On peut concevoir un Mouvement de jeunesse (Jugendbewegung) comme la greffe qui s’insère sur une racine sauvage, dont elle boit toute la sève, édifiant un être nouveau sur des forces anarchiques. On peut aussi le concevoir comme la bouture plantée sur un sol vierge, qui s’efforce de vivre sa vie et de faire seule sa place au soleil, sans rien devoir à autrui que son être initial.
La jeunesse exprime d’ordinaire ses activités sous le premier mode. Volontiers elle essaye ses forces à railler ses aînés, à critiquer leurs manies, leurs impuissances et surtout leur conservatisme affolé ; elle se pique de mépris, mais souvent son mépris ne dépasse guère les lèvres, car ces airs révolutionnaires cachent un conservatisme qui s’ignore. On repense l’ancien, on rajeunit, on transforme : on ne crée pas, on continue. C’est l’œuvre du disciple qui ne suit jamais mieux son maître qu’en le dépassant… En France, les jeunes générations adoptent plus ou moins cette attitude. Mais les circonstances ne peuvent-elles en commander une autre ?

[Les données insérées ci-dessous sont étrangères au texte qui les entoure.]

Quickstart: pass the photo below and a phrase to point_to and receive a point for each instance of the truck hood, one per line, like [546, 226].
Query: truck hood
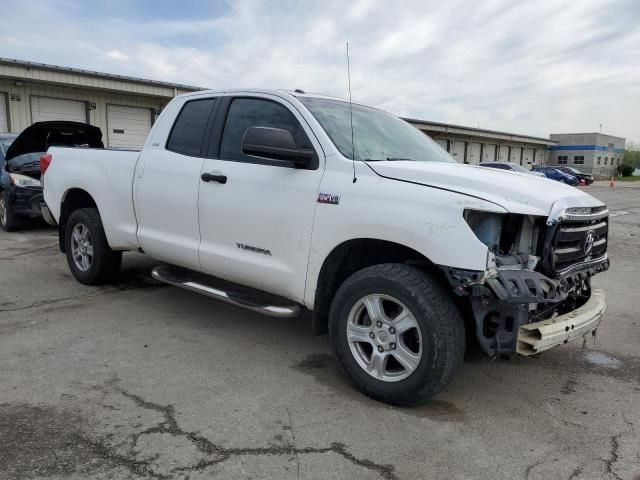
[42, 135]
[516, 192]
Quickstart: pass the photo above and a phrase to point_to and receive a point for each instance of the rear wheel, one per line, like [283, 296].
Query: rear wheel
[8, 220]
[89, 256]
[396, 333]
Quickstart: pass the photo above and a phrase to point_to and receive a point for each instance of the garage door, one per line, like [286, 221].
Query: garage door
[4, 122]
[458, 151]
[44, 109]
[515, 155]
[128, 126]
[489, 153]
[528, 156]
[503, 154]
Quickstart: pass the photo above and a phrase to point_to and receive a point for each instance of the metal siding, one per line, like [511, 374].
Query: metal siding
[489, 153]
[503, 154]
[45, 108]
[458, 151]
[133, 122]
[515, 154]
[474, 154]
[4, 118]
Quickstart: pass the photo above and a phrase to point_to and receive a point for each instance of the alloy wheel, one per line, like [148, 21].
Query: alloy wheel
[384, 337]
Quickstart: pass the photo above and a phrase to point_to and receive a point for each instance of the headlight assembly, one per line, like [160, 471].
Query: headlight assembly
[24, 180]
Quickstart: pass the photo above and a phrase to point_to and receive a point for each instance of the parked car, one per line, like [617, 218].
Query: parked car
[559, 175]
[386, 241]
[20, 188]
[587, 177]
[513, 167]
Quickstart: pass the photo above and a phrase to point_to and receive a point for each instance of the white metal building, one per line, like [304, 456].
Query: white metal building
[123, 107]
[475, 145]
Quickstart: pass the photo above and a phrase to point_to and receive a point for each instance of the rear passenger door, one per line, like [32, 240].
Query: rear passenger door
[166, 186]
[256, 228]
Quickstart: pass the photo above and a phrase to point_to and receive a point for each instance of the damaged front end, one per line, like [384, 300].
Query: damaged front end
[536, 291]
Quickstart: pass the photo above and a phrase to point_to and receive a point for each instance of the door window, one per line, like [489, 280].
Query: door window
[189, 129]
[245, 113]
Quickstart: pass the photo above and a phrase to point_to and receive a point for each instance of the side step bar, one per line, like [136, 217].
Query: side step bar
[254, 300]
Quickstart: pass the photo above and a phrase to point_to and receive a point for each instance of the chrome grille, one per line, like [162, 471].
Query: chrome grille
[578, 241]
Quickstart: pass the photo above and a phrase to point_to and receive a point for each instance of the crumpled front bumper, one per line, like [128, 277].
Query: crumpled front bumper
[540, 336]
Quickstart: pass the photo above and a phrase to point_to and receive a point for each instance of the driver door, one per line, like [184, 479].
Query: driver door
[256, 227]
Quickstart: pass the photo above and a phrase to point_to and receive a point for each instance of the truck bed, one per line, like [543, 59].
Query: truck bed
[108, 176]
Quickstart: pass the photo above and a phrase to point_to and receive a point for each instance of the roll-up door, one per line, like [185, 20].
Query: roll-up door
[458, 151]
[444, 144]
[4, 118]
[127, 126]
[489, 153]
[503, 154]
[474, 154]
[528, 156]
[44, 109]
[516, 153]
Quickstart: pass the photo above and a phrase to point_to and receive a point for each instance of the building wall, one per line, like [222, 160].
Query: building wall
[492, 149]
[20, 110]
[602, 153]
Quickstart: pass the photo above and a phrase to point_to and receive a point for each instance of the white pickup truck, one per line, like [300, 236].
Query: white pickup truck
[269, 200]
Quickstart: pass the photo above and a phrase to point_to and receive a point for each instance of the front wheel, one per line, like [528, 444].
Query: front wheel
[89, 256]
[396, 333]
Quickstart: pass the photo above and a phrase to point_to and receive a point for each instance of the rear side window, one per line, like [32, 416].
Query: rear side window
[190, 127]
[245, 113]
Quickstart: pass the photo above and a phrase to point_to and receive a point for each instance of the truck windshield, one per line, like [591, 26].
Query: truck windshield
[377, 135]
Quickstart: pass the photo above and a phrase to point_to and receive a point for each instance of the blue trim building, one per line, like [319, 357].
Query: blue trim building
[594, 153]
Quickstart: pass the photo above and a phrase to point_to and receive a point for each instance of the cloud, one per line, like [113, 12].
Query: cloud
[528, 67]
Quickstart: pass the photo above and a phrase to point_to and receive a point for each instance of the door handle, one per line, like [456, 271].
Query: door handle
[212, 177]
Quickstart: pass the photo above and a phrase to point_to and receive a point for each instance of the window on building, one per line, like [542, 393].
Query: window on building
[188, 131]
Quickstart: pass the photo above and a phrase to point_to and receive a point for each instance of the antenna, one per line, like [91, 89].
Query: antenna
[353, 147]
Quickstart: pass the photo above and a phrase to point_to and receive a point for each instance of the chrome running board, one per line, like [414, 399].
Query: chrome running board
[237, 295]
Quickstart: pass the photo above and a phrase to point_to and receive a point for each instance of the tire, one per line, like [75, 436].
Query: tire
[91, 260]
[8, 220]
[436, 340]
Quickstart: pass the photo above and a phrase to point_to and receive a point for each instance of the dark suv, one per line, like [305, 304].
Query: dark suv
[20, 188]
[588, 178]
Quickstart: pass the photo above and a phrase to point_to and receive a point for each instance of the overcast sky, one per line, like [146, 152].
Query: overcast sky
[529, 67]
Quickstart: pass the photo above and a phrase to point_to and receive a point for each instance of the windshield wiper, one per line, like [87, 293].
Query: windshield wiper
[389, 159]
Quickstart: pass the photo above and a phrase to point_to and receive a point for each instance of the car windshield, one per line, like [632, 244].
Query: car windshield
[377, 135]
[4, 145]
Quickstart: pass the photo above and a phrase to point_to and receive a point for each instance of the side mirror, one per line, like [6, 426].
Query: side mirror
[275, 144]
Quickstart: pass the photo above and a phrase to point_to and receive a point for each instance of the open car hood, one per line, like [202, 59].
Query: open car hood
[42, 135]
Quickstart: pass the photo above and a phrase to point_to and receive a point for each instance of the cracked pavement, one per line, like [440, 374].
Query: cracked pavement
[138, 380]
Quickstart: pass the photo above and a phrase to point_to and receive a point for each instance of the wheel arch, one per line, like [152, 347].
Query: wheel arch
[351, 256]
[72, 200]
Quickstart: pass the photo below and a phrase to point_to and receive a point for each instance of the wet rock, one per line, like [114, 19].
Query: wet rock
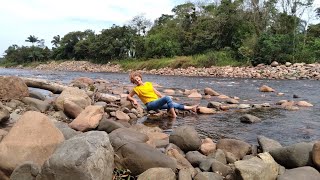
[205, 110]
[211, 92]
[157, 173]
[4, 114]
[213, 104]
[42, 106]
[207, 146]
[12, 87]
[88, 119]
[36, 95]
[195, 95]
[195, 157]
[33, 138]
[75, 95]
[87, 156]
[236, 147]
[220, 168]
[268, 144]
[265, 88]
[296, 155]
[186, 137]
[304, 104]
[248, 118]
[316, 154]
[305, 172]
[71, 109]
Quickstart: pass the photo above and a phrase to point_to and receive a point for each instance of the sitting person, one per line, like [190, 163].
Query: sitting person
[152, 98]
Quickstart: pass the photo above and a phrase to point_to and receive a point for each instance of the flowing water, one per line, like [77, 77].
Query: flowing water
[285, 126]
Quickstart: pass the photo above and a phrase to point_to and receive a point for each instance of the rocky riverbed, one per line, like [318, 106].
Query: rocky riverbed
[273, 71]
[85, 131]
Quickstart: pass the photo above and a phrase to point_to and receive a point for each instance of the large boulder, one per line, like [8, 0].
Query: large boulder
[296, 155]
[186, 138]
[12, 87]
[75, 95]
[87, 156]
[138, 157]
[316, 154]
[42, 106]
[33, 138]
[255, 168]
[306, 172]
[88, 118]
[26, 171]
[236, 147]
[268, 144]
[158, 173]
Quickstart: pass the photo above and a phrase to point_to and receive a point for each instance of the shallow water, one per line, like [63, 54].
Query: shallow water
[287, 127]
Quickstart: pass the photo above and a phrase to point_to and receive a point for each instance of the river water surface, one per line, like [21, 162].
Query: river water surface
[285, 126]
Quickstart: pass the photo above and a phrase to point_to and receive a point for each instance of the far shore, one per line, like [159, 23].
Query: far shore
[273, 71]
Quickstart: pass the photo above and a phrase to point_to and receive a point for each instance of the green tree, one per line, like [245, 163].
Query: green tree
[32, 39]
[56, 40]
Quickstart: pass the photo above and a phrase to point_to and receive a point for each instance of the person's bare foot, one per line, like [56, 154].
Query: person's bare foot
[195, 108]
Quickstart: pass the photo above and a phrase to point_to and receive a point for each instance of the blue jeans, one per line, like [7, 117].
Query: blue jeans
[163, 103]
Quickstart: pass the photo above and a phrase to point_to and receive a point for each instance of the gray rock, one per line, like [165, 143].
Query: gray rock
[214, 104]
[184, 175]
[195, 157]
[157, 173]
[208, 176]
[268, 144]
[236, 147]
[139, 157]
[66, 130]
[248, 118]
[205, 165]
[37, 95]
[220, 168]
[121, 136]
[4, 114]
[87, 156]
[296, 155]
[300, 173]
[25, 171]
[109, 125]
[186, 137]
[42, 106]
[254, 168]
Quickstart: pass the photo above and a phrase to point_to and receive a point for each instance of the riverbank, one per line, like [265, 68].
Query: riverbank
[273, 71]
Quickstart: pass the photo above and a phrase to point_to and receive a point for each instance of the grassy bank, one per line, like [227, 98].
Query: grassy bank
[203, 60]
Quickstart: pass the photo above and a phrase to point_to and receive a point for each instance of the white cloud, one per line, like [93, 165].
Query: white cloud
[45, 19]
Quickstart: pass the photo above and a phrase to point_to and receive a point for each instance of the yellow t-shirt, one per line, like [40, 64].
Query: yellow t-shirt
[145, 92]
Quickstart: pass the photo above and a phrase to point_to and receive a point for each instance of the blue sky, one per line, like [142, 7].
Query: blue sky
[45, 19]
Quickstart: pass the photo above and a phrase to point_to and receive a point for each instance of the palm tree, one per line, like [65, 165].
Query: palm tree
[32, 39]
[56, 40]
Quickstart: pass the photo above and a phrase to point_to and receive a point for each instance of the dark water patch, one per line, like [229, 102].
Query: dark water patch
[285, 126]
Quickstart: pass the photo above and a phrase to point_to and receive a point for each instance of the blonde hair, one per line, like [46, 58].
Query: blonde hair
[134, 74]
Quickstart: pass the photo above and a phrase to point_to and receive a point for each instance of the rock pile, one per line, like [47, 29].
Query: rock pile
[87, 133]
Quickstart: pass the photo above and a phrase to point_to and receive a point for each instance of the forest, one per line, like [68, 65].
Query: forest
[247, 31]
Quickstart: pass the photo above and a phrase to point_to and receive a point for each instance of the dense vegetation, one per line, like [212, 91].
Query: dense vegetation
[229, 32]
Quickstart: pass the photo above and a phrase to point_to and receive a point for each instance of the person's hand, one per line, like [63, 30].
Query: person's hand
[135, 102]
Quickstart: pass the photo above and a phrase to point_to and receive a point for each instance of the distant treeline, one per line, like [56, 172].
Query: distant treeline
[248, 31]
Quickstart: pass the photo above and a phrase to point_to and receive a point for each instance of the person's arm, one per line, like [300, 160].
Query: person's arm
[157, 93]
[131, 98]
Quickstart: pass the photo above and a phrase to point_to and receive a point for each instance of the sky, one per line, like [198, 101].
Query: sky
[45, 19]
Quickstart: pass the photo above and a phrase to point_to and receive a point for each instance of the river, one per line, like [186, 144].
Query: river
[285, 126]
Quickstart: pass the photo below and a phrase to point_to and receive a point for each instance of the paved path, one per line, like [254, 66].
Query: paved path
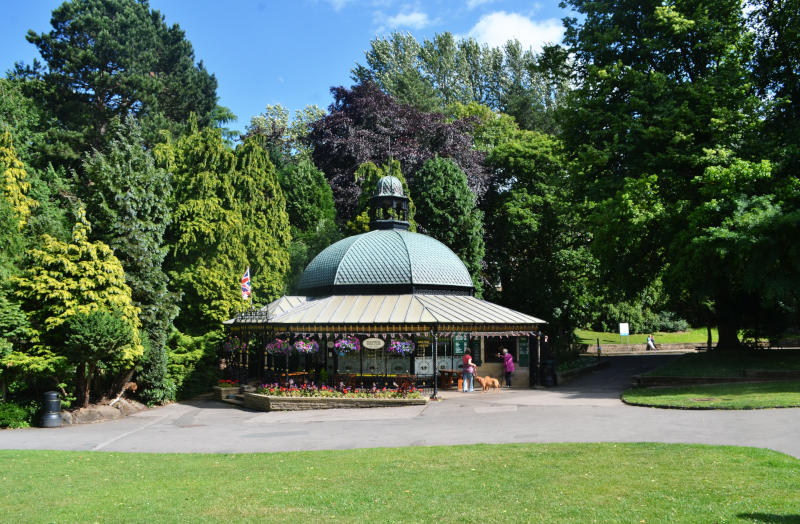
[587, 410]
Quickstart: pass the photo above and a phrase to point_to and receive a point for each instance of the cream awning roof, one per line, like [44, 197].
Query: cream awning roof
[388, 313]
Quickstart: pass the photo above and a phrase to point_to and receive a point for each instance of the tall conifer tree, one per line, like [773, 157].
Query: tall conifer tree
[128, 205]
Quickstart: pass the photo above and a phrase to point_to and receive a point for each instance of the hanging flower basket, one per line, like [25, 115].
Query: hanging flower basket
[278, 345]
[400, 347]
[235, 344]
[347, 345]
[305, 345]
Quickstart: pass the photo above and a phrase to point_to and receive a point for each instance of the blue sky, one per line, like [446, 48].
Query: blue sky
[291, 52]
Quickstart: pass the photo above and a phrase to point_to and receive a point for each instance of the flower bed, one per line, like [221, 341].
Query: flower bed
[261, 402]
[226, 388]
[280, 398]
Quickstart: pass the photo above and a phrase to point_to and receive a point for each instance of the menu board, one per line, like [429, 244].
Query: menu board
[524, 357]
[459, 343]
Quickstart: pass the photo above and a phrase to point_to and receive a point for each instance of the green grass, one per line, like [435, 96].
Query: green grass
[481, 483]
[698, 336]
[729, 363]
[719, 396]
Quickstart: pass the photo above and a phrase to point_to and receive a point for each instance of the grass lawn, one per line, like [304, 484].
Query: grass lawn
[698, 336]
[729, 364]
[482, 483]
[721, 396]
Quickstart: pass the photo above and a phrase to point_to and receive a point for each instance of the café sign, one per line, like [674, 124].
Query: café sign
[373, 343]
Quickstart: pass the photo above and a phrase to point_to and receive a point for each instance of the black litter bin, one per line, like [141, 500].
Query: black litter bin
[51, 411]
[548, 373]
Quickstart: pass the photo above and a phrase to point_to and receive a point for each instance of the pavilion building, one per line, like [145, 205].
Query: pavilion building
[387, 285]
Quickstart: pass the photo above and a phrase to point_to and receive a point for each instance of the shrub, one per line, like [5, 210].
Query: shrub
[669, 322]
[639, 318]
[14, 416]
[156, 386]
[193, 365]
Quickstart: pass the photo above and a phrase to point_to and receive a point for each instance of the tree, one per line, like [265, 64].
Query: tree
[127, 200]
[777, 76]
[229, 214]
[284, 139]
[365, 125]
[367, 176]
[446, 210]
[442, 71]
[395, 63]
[91, 340]
[309, 199]
[491, 128]
[538, 253]
[659, 85]
[744, 229]
[267, 232]
[112, 58]
[62, 280]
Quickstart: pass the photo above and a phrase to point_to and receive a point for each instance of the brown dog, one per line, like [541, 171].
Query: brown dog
[488, 383]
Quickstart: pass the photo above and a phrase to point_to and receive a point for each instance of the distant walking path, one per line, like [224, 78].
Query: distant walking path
[586, 410]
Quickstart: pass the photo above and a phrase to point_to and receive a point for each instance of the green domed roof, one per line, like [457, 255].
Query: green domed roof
[386, 261]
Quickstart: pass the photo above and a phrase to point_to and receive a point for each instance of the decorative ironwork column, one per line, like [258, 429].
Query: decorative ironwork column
[435, 335]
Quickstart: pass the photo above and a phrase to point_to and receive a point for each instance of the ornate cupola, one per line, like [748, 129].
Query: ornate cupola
[388, 206]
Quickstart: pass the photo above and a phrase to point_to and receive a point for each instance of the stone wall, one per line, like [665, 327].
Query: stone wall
[260, 402]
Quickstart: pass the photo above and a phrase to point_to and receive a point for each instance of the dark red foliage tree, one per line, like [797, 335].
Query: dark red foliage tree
[364, 124]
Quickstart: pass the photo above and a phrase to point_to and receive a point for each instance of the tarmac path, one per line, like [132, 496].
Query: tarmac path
[586, 410]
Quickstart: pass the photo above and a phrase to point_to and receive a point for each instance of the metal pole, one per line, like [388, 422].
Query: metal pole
[435, 366]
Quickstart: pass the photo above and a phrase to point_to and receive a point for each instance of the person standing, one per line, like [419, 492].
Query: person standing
[508, 365]
[467, 372]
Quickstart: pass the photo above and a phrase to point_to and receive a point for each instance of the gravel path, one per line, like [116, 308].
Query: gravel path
[587, 410]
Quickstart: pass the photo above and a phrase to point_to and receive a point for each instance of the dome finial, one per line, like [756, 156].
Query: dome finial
[388, 205]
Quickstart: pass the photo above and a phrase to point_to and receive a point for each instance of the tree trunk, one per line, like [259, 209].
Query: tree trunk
[91, 368]
[119, 382]
[728, 336]
[81, 386]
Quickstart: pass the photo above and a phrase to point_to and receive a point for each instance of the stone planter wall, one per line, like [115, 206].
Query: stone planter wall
[223, 393]
[562, 377]
[748, 376]
[258, 402]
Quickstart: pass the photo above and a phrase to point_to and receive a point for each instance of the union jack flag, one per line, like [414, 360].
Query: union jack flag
[246, 284]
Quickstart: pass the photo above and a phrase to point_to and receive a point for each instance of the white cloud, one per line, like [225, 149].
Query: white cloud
[414, 20]
[495, 29]
[472, 4]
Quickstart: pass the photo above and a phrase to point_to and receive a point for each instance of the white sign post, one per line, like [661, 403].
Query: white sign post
[624, 330]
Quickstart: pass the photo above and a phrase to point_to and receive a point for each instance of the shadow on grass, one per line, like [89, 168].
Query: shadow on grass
[769, 517]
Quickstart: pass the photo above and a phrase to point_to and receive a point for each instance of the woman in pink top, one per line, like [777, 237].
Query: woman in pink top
[508, 365]
[467, 372]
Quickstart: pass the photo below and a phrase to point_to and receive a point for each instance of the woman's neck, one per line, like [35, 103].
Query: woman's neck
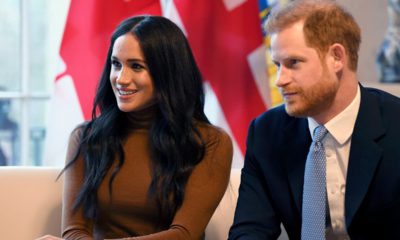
[142, 118]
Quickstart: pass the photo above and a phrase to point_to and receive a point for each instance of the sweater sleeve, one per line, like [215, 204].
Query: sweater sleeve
[74, 226]
[204, 190]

La jeunesse allemande répond affirmativement. Aussi on brise, on rompt, du moins on le désire. On fait fi du passé ; on veut tout reprendre sur un plan nouveau. Toute l’activité des jeunes s’inscrit comme une protestation contre l’ordre existant, protestation contre les aînés, contre leurs habitudes, leur pédagogie, leur civilisation, leur manière de comprendre gens et choses. On en veut surtout à la civilisation moderne : elle peut apporter des avantages, elle n’en détruit pas moins l’homme progressivement. A tout organiser, à tout mécaniser, la vie d’aujourd’hui facilite l’ouvrage, mais elle confisque l’initiative de l’homme, son indépendance, sa liberté ; le traitant comme une machine, elle oublie son âme pour ne voir que l’automate. Cette civilisation creuse et tarée des agglomérations géantes sent son matérialisme : elle est sans âme, elle ronge les âmes.
« Ame » n’a certes pas chez tous le même sens, mais pour tous cela signifie au moins le monde intérieur des sentiments, du rêve, des grands désirs, etc., un monde distinct de la matière où la tendance actuelle incline. Et cette « rénovation de l’esprit », on la réclame de partout. « L’ordre économique doit céder le pas devant l’homme, écrivait une revue socialiste. Nous ne sommes pas les serviteurs de la matière, nous sommes porteurs d’une idée… »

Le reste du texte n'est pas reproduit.